As part of the Gantt Golden Year, join us to celebrate the opening of Qualeasha Wood: code_anima. This exhibition explores themes of identity, digital and physical boundaries, and the influence of outside forces. Defined as "an individual's true inner self," anima examines the archetypes found within physical and digital society. Wood's technical skills are evident in the digital collages within her tapestries and the colorful scenes of her hand-made tuftings. The materiality of these textiles (the warp and weft) are embedded with a "code," serving as a symbol for the inner workings of the dual experiences felt by Black people, particularly Black women, as well as the multifaceted online identities that mirror or oppose our physical existence.
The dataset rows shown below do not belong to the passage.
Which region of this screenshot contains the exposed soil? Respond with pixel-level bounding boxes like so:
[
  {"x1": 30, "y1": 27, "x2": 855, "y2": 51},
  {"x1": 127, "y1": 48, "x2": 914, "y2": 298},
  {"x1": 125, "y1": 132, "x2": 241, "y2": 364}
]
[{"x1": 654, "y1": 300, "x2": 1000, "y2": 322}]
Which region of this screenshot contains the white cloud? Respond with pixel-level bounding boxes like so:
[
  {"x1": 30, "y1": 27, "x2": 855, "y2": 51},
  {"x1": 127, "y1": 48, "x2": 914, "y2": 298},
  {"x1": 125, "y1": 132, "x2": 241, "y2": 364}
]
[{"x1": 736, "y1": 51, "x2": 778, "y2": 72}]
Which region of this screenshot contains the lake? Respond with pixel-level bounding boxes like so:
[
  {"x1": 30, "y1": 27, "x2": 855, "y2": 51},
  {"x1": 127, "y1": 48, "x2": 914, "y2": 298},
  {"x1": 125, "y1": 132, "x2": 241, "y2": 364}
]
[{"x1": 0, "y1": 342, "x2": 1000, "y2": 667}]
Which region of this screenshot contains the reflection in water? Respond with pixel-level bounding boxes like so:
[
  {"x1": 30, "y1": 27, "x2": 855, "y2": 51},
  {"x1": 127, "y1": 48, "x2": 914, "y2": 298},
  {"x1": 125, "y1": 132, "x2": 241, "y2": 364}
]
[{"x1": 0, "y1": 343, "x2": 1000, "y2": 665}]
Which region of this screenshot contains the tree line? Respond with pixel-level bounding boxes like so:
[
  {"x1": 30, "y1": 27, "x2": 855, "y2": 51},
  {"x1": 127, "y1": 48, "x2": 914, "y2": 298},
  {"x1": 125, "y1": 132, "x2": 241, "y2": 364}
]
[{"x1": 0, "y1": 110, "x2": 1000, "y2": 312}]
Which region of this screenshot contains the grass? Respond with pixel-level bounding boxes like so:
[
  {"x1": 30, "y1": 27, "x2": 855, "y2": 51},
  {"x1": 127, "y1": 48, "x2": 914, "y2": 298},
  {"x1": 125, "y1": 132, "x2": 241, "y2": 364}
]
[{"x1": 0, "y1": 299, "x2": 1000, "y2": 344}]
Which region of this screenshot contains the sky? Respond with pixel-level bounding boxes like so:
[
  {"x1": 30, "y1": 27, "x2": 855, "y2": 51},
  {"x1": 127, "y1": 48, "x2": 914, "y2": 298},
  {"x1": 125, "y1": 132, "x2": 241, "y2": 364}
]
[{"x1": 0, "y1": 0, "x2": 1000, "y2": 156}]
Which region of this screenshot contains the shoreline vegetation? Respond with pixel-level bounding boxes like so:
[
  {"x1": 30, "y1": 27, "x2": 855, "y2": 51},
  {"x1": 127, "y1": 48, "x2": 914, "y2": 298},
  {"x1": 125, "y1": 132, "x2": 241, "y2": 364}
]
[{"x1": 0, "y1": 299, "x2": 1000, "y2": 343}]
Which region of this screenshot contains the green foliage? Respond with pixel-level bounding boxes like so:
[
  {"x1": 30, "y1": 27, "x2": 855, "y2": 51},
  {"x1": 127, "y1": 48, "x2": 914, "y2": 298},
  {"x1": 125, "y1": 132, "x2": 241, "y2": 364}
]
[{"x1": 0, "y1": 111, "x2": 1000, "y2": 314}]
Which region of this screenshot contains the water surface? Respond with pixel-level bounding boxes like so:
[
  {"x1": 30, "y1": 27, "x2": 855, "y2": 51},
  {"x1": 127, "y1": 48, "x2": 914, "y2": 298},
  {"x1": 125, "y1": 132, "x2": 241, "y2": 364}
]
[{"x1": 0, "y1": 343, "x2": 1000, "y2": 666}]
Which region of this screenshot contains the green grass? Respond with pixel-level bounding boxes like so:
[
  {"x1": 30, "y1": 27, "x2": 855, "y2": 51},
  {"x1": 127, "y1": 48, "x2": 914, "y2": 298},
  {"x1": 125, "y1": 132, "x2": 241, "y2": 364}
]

For Wood, "code_anima delves into the complexities of identity, expectation, and erasure through the prisms of race, gender, and sexuality."
The reception includes an artist talk between Qualeasha Wood and Dr. Fernanda Villarroel Lamoza, Assistant Professor of Africana Studies, at Davidson College. Enjoy light refreshments and participate in this enlightening artistic experience.
About Dr. Fernanda Villarroel Lamoza
Dr. Fernanda Villarroel Lamoza is a specialist in contemporary art and visual culture from Africa and the global diaspora, with a focus on Black Feminist Studies, Queer Theory, and Decolonial Practice. Born in Chile, she received a degree in Anthropology from the University of Chile, Santiago, before continuing her studies at the University of Wisconsin-Madison, where she completed an MA in Anthropology and a PhD in Art History.
As a first-generation graduate coming of age in the wake of a violent dictatorship, Dr. Lamoza's practice-oriented research draws from her in-depth analysis of artworks, proficiency in Yoruba and Hausa languages, and extensive global fieldwork in the US, Nigeria, the UK, Germany, and Italy. She has received numerous awards, including Fulbright-Hays D. D.R.A, Mellon/ACLS Dissertation Completion Fellowship, and The Sylvan C. Coleman and Pam Coleman Memorial Fund Fellowship from The Metropolitan Museum of Art in New York City.
Dr. Lamoza's first book, Refiguring the Feminine: Reparative Art Practices from the Black Atlantic, proposes an understanding of the feminine as a strategic position for artists and critics to read against the narratives that have historically delegitimized and devalued Black lives, philosophies, and aesthetics.